There were various comments on the part of the residents. One of the new comers, a young man preparing for the ministry, said: “Why didn’t the man apply to one of the charity organizations for help? Or to the city? It certainly is not true that even at its worst, this city, full of Christian people, would knowingly allow any one to go without food or fuel.”
“No, I don’t believe it would,” replied Dr. Bruce. “But we don’t know the history of this man’s case. He may have asked for help so often before. that finally, in a moment of desperation he determined to help himself. I have known such cases this winter.”
“That is not the terrible fact in this case,” said the Bishop. “The awful thing about it is the fact that the man had not had any work for six months.”
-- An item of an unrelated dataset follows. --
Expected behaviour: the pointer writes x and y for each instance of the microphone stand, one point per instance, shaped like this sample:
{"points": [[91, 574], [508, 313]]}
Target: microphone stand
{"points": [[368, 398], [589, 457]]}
“Why don’t such people go out into the country?” asked the divinity student.
Someone at the table, who had made a special study of the opportunities for work in the country, answered the question. According to the investigator the places that were possible for work in the country were exceedingly few for steady employment, and in almost every case they were offered only to men without families. Suppose a man’s wife or children were ill. How would he move or get into the country? How could he pay even the meager sum necessary to move his few goods? There were a thousand reasons probably why this particular man did not go elsewhere.
“Meanwhile, there are the wife and children,” said Mrs. Bruce. “How awful! Where is the place, did you say?”
“Why, it is only three blocks from here. This is the Penrose district. I believe Penrose, himself, owns half of the houses in that block. They are among the worst houses in this part of the city. And Penrose is a church member.”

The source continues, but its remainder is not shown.